Throughout human history, man have found all manner of ways to measure just about anything. Having a standardized means of quantifying the world around us can certainly be helpful.
Read on to find some more absolutely bizarre yet completely real units of measurement.
The length of a horse is a well-known measurement used in the world of horse racing. It is sometimes known as a horse length, or abbreviated as simply “length,” but the original measurement comes from the physical length of a typical horse. This is usually around 2.4 meters (8 ft).
In traditional horse racing, this measurement would be used to describe the distance between horses that are racing. An example of this would be when the famous racehorse Sea biscuit won against major rival War Admiral by four lengths in 1938.
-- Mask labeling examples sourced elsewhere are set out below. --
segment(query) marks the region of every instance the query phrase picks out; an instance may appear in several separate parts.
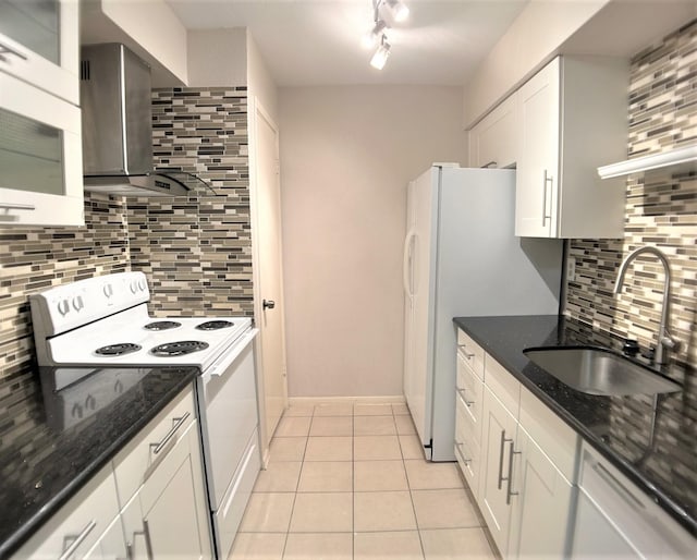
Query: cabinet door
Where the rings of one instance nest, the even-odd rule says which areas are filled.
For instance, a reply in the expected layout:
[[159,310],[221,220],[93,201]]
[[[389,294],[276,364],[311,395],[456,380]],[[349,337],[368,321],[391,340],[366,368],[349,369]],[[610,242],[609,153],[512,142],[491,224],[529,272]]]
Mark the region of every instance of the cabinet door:
[[0,72],[0,227],[83,226],[80,108]]
[[83,560],[125,560],[129,552],[123,539],[121,518],[117,516]]
[[509,549],[512,508],[508,490],[516,429],[515,417],[488,387],[485,388],[479,509],[504,558]]
[[0,72],[80,105],[77,0],[0,2]]
[[516,94],[469,131],[469,167],[505,168],[517,159]]
[[560,59],[517,92],[519,158],[515,179],[515,234],[557,235],[560,141]]
[[510,558],[566,558],[572,485],[518,427],[513,461]]
[[210,558],[199,449],[198,424],[194,422],[163,450],[164,458],[123,509],[131,558]]

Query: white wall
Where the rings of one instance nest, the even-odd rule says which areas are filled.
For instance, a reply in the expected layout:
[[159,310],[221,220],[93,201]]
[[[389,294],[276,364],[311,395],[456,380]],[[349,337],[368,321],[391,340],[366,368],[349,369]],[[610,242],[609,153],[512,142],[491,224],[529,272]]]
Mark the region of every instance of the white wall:
[[461,123],[461,88],[280,90],[290,397],[402,394],[406,184]]
[[191,87],[247,85],[247,29],[188,32]]
[[608,1],[530,2],[465,84],[464,126],[469,129],[551,60],[564,40]]

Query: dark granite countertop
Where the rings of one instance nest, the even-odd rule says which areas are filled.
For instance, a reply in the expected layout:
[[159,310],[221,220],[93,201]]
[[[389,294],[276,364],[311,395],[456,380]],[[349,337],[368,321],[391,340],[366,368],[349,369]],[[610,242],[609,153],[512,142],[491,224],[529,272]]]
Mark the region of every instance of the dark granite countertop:
[[[0,559],[196,375],[196,367],[41,368],[0,379]],[[57,390],[64,377],[72,382]]]
[[[661,370],[683,390],[598,397],[575,391],[530,362],[533,346],[601,346],[620,351],[623,340],[555,315],[456,317],[455,325],[528,390],[610,460],[677,522],[697,536],[697,377],[692,367]],[[640,358],[639,362],[643,360]],[[655,423],[651,442],[651,425]]]

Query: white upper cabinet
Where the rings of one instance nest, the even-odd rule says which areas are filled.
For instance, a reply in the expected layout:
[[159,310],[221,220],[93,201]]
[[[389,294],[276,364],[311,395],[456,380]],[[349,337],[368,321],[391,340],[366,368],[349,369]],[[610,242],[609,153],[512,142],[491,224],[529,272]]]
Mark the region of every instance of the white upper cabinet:
[[76,0],[0,2],[0,227],[83,226]]
[[469,167],[508,168],[518,159],[516,94],[469,131]]
[[77,0],[0,2],[0,71],[80,105]]
[[516,92],[515,234],[622,238],[624,181],[597,168],[626,157],[627,62],[558,57]]

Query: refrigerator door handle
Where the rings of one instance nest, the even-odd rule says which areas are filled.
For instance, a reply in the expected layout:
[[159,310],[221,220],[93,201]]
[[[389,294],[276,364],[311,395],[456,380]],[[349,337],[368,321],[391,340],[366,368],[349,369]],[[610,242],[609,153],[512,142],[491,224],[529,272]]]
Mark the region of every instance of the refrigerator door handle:
[[402,282],[404,284],[404,293],[409,297],[413,297],[412,281],[409,278],[409,247],[412,246],[412,240],[416,238],[416,230],[411,229],[406,238],[404,239],[404,260],[402,261]]

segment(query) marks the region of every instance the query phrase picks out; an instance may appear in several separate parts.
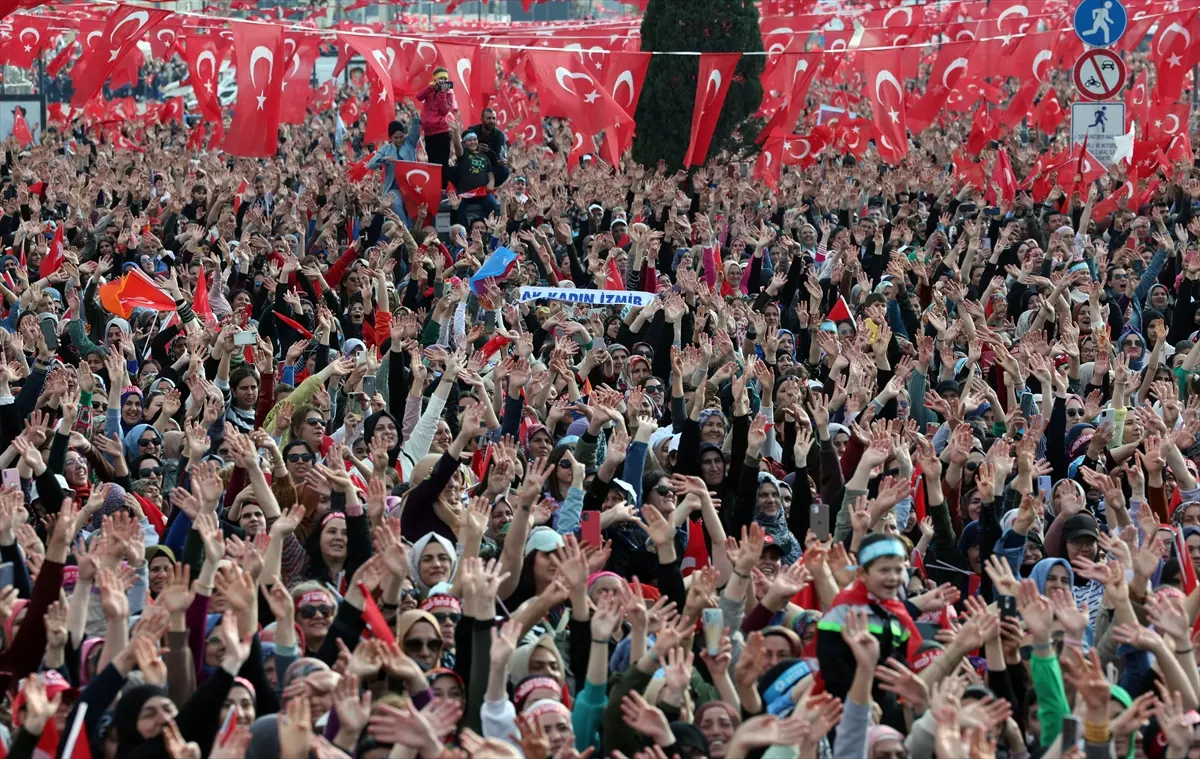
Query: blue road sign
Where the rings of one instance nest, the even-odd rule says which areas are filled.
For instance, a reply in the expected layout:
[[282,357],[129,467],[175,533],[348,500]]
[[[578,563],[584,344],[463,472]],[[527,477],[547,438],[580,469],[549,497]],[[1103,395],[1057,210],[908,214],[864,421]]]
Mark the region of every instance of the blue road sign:
[[1129,26],[1129,14],[1121,0],[1082,0],[1075,8],[1075,34],[1085,44],[1116,44]]

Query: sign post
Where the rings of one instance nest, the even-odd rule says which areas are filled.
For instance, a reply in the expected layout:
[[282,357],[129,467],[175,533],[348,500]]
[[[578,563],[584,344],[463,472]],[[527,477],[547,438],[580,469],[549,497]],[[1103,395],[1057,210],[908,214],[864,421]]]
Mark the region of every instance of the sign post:
[[1112,50],[1092,48],[1079,56],[1072,74],[1075,89],[1088,100],[1109,100],[1126,83],[1126,66]]
[[1070,142],[1087,141],[1087,151],[1105,168],[1111,168],[1117,150],[1117,141],[1126,135],[1124,103],[1073,102],[1070,104]]
[[1110,47],[1129,26],[1121,0],[1082,0],[1075,8],[1075,34],[1084,44]]

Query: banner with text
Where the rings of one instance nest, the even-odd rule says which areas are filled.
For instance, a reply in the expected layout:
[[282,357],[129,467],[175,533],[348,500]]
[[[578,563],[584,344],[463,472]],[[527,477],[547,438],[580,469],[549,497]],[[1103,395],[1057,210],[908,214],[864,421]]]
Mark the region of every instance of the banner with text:
[[575,287],[522,287],[521,303],[529,300],[562,300],[586,306],[647,306],[654,293],[623,289],[577,289]]

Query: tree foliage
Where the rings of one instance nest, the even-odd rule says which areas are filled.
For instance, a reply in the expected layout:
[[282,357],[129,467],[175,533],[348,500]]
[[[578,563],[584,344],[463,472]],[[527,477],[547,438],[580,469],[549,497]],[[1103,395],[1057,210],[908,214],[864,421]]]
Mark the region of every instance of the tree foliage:
[[[642,18],[642,49],[762,52],[758,10],[752,0],[649,0]],[[762,55],[744,55],[738,61],[713,133],[709,157],[745,142],[746,135],[734,132],[745,126],[762,102],[763,62]],[[680,168],[691,135],[698,73],[700,58],[696,55],[650,59],[637,103],[635,161],[653,167],[662,160],[672,171]]]

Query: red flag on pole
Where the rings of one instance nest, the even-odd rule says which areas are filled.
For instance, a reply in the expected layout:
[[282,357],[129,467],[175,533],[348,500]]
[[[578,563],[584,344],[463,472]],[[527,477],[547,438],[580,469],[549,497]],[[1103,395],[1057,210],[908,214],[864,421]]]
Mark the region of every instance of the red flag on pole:
[[192,35],[184,46],[184,58],[187,60],[187,78],[196,94],[196,104],[200,114],[215,121],[221,118],[221,102],[217,100],[217,72],[224,54],[217,49],[216,38],[208,35]]
[[280,121],[283,124],[304,124],[308,98],[312,97],[312,70],[317,65],[319,40],[312,35],[284,31],[283,49],[287,53],[283,83],[280,84],[282,102],[280,103]]
[[71,82],[74,84],[71,104],[79,108],[91,100],[92,95],[104,86],[104,80],[116,67],[118,61],[137,48],[142,35],[164,22],[168,16],[170,11],[119,5],[108,17],[104,31],[96,40],[95,47],[89,50],[84,46],[84,55],[71,72]]
[[691,139],[683,156],[684,166],[701,166],[708,159],[713,130],[721,118],[721,107],[730,94],[733,70],[742,53],[702,53],[696,77],[696,104],[691,110]]
[[422,203],[430,213],[437,213],[442,203],[442,165],[395,161],[396,186],[404,199],[404,210],[415,219]]
[[202,265],[196,270],[196,289],[192,291],[192,312],[200,317],[208,325],[217,323],[217,317],[212,313],[212,304],[209,303],[209,276]]
[[871,110],[875,115],[875,139],[880,157],[898,165],[908,155],[908,133],[904,114],[902,48],[862,53]]
[[587,135],[614,125],[632,124],[608,90],[570,50],[526,50],[536,79],[542,116],[562,116]]
[[235,20],[229,25],[238,65],[238,102],[224,150],[235,156],[269,159],[278,149],[283,29]]
[[31,68],[46,46],[56,37],[50,32],[48,16],[13,16],[12,38],[5,44],[8,48],[8,65],[18,68]]
[[62,225],[60,223],[54,229],[54,238],[50,239],[50,250],[46,251],[42,263],[38,264],[37,276],[44,279],[61,269],[65,252],[66,241],[62,239]]
[[29,131],[29,122],[25,121],[24,108],[18,107],[12,110],[12,136],[22,148],[34,142],[34,133]]
[[[367,62],[371,79],[371,103],[367,106],[366,141],[382,144],[388,141],[388,125],[396,118],[396,96],[391,89],[391,74],[388,54],[395,53],[388,47],[386,37],[367,35],[338,34],[340,38],[354,48]],[[433,207],[436,208],[436,207]]]

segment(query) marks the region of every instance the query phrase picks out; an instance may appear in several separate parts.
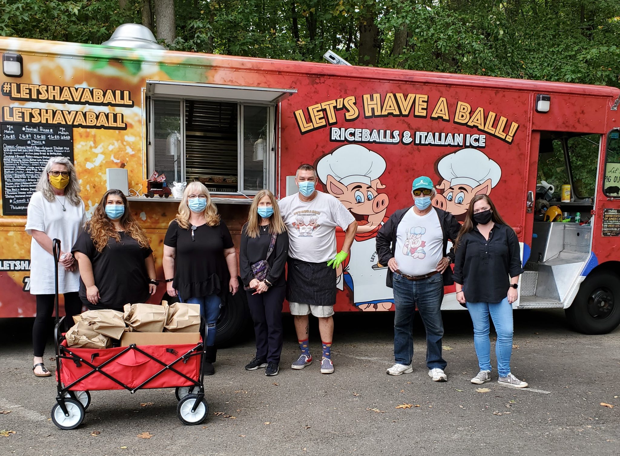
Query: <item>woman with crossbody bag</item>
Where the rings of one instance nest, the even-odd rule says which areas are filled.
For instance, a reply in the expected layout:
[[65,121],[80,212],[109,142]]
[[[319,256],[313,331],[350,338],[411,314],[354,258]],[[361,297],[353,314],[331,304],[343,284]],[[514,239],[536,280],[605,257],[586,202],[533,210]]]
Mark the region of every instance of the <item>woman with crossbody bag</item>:
[[256,335],[256,356],[246,366],[247,371],[266,368],[265,375],[278,375],[288,256],[288,234],[275,197],[261,190],[250,206],[239,250],[241,278]]

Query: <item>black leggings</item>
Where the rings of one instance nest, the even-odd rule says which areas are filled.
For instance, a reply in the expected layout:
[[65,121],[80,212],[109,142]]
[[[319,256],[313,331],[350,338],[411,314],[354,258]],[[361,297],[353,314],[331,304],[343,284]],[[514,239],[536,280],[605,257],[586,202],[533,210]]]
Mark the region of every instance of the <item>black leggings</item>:
[[[35,356],[42,356],[45,351],[47,342],[47,329],[52,314],[54,312],[53,295],[35,295],[37,296],[37,316],[32,325],[32,345]],[[74,315],[82,313],[82,301],[78,291],[64,293],[64,329],[73,325]]]

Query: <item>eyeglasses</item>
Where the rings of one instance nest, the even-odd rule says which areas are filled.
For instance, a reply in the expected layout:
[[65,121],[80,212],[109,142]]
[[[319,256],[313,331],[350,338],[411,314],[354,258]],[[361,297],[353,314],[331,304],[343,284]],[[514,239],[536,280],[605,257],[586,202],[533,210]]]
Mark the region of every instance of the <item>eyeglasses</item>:
[[69,173],[68,173],[66,171],[50,171],[50,174],[51,174],[55,178],[57,178],[59,176],[62,176],[63,178],[69,177]]
[[420,196],[420,195],[424,195],[424,196],[428,196],[433,191],[430,189],[417,189],[414,191],[414,196]]

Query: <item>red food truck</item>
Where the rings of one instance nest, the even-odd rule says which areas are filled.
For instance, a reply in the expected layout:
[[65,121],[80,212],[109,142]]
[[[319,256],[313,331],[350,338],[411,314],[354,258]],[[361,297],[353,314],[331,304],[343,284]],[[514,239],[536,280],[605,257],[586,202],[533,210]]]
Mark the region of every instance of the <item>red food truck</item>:
[[[424,174],[436,206],[462,220],[487,194],[515,229],[526,271],[515,309],[564,308],[588,333],[620,322],[620,90],[174,52],[124,38],[125,47],[0,38],[0,317],[35,313],[24,227],[55,154],[74,160],[88,213],[107,176],[126,171],[160,278],[179,200],[147,197],[154,171],[171,187],[204,183],[238,245],[252,196],[295,192],[295,171],[309,163],[359,224],[338,270],[337,311],[393,309],[374,238]],[[564,222],[546,221],[548,207],[547,219]],[[299,214],[300,234],[311,235],[312,216]],[[419,256],[414,231],[409,254]],[[161,284],[154,301],[164,292]],[[454,292],[446,288],[443,309],[462,309]],[[248,319],[242,293],[228,301],[220,343]]]

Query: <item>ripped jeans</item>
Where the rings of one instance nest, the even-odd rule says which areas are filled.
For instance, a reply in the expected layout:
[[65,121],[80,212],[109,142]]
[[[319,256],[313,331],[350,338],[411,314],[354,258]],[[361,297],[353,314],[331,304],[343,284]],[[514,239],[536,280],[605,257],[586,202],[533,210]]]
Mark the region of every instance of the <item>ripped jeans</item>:
[[206,321],[206,346],[211,346],[215,345],[215,324],[219,318],[219,308],[222,306],[222,300],[217,295],[208,295],[200,298],[188,298],[187,299],[179,296],[182,303],[187,304],[200,304],[200,314]]

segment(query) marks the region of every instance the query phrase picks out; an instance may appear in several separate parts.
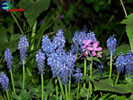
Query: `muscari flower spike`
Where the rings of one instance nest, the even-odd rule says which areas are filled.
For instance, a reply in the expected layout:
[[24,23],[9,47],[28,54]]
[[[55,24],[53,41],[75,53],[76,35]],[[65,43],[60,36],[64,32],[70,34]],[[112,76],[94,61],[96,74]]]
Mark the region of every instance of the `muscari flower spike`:
[[25,64],[26,62],[26,52],[27,52],[27,47],[29,47],[29,43],[27,41],[26,35],[20,36],[20,41],[18,44],[18,49],[20,50],[20,61],[22,64]]
[[6,51],[4,52],[4,54],[5,54],[4,58],[7,62],[7,68],[10,69],[10,68],[12,68],[12,64],[13,64],[13,62],[12,62],[13,56],[11,54],[10,49],[7,48]]
[[41,49],[37,51],[36,54],[36,62],[38,63],[38,74],[44,73],[44,60],[45,60],[45,54],[42,52]]
[[76,73],[73,75],[73,77],[76,79],[76,82],[81,81],[83,74],[81,73],[80,68],[76,68],[75,72]]
[[131,50],[126,54],[125,56],[126,60],[126,73],[133,75],[133,53],[131,53]]
[[117,68],[117,72],[120,74],[120,73],[123,73],[124,71],[124,66],[126,65],[126,61],[125,61],[125,57],[124,57],[124,54],[121,52],[119,54],[119,56],[117,57],[116,59],[116,68]]
[[88,39],[89,39],[89,40],[93,40],[94,42],[97,41],[94,32],[89,32],[89,33],[87,34],[87,40],[88,40]]
[[110,36],[107,40],[107,48],[108,48],[108,54],[107,56],[110,55],[110,52],[112,51],[113,53],[113,56],[116,55],[116,38],[114,38],[114,35],[113,36]]
[[52,42],[47,35],[43,36],[42,38],[42,49],[45,52],[46,56],[55,52]]
[[3,91],[5,91],[5,89],[8,90],[9,79],[4,74],[4,72],[0,73],[0,84],[1,84],[1,87],[2,87]]
[[102,47],[99,47],[99,42],[94,42],[93,40],[84,40],[83,41],[83,55],[85,57],[88,57],[90,55],[92,56],[97,56],[97,57],[102,57]]
[[54,46],[54,49],[64,48],[65,42],[66,42],[66,40],[65,40],[65,38],[63,36],[62,29],[58,29],[58,31],[56,33],[56,36],[54,36],[54,39],[52,41],[52,44]]

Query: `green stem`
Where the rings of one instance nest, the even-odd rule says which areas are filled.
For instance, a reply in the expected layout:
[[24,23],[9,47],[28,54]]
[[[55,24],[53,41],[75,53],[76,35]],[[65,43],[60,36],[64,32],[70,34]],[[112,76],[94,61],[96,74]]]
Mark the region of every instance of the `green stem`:
[[65,85],[66,100],[68,100],[67,85]]
[[44,91],[43,91],[43,74],[41,74],[41,83],[42,83],[42,100],[43,100],[43,94],[44,94]]
[[10,100],[7,89],[5,89],[5,91],[6,91],[7,100]]
[[24,84],[25,84],[25,66],[23,64],[23,88],[24,89]]
[[69,80],[69,97],[71,98],[71,80]]
[[60,100],[62,100],[62,94],[60,95]]
[[6,98],[6,94],[4,93],[3,95],[4,95],[4,100],[7,100],[7,98]]
[[11,13],[11,16],[13,17],[14,21],[16,22],[16,24],[17,24],[17,26],[18,26],[20,32],[24,35],[24,32],[23,32],[22,28],[20,27],[20,25],[19,25],[19,23],[18,23],[16,17],[13,15],[13,13]]
[[[27,70],[28,75],[29,75],[30,77],[32,77],[32,74],[31,74],[29,68],[26,68],[26,70]],[[35,83],[33,78],[32,78],[31,81],[32,81],[33,84]]]
[[116,78],[116,81],[115,81],[115,86],[117,85],[117,82],[119,80],[119,76],[120,76],[120,73],[117,74],[117,78]]
[[112,75],[112,51],[110,52],[110,73],[109,73],[109,79],[111,79],[111,75]]
[[10,75],[11,75],[11,81],[12,81],[13,93],[16,94],[16,92],[15,92],[15,85],[14,85],[14,79],[13,79],[13,74],[12,74],[12,69],[11,69],[11,68],[10,68]]
[[78,86],[77,86],[77,100],[79,99],[79,82],[78,82]]
[[56,100],[58,100],[58,84],[57,84],[57,80],[55,80],[55,84],[56,84]]
[[[84,76],[86,75],[86,59],[84,58]],[[83,87],[85,88],[86,83],[84,83]]]
[[63,99],[65,100],[65,93],[64,93],[64,90],[63,90],[63,86],[62,86],[60,78],[58,78],[58,79],[59,79],[59,85],[60,85],[60,88],[61,88],[61,93],[62,93]]
[[109,4],[110,4],[111,0],[109,0],[108,2],[109,2]]

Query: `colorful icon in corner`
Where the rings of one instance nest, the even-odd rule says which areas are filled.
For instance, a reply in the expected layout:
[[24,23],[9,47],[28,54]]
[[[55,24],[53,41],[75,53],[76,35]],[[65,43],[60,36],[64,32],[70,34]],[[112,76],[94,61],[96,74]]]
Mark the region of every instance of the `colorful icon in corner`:
[[8,9],[12,8],[12,4],[10,1],[4,0],[1,2],[1,9],[5,12],[8,11]]

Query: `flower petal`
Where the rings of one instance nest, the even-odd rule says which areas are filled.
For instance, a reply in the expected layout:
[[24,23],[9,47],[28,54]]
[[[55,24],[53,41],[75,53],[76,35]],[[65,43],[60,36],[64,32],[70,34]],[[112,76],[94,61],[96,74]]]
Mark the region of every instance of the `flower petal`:
[[96,56],[97,54],[96,54],[96,52],[95,52],[95,51],[92,51],[92,55],[93,55],[93,56]]
[[91,47],[87,47],[87,49],[88,49],[88,50],[90,50],[90,51],[92,51],[92,50],[93,50],[93,48],[91,48]]
[[86,43],[87,43],[87,41],[86,41],[86,40],[84,40],[84,41],[83,41],[83,44],[86,44]]
[[102,51],[102,47],[96,48],[97,51]]
[[99,45],[99,42],[94,42],[94,43],[93,43],[93,47],[94,47],[94,48],[97,48],[98,45]]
In British horse racing, it gets a little more complicated than this. The distance between two horses is measured by calculating them into lengths per second, depending on the type of surface. The maximum number of lengths that can typically be described is 99, with anything above this being described as “99+.” Other parts of the horse can be used to describe very close finishes to races, including “neck,” “head,” or even “nose,” with a nose (also called a “short head”) being the smallest possible distance a horse can be measured to win by!
Finland has one of the strangest (and yet entirely logical) obsolete units of measurement, namely the poronkusema. The poronkusema is a unit of distance measured at approximately 7.5 kilometers (4.7 mi), based on how far reindeer can migrate before needing to stop and urinate.
(Some sources put the distance at more like 9.6 kilometers [6 mi].) The actual translation of porunkusema is “the distance a reindeer can comfortably travel before taking a break.”
The landscape of Finland is very dense with forests (78 percent is covered by woodland), so traversing it is difficult. Therefore, explorers developed their own unit to describe distances. It is said that reindeer cannot walk and urinate at the same time, so they need to stop periodically. Reindeer herding is generally conducted by the indigenous Sami people of Finland, a large population of local people who live in the northern parts of Finland, Sweden, Norway, and the Kola Peninsula of Russia.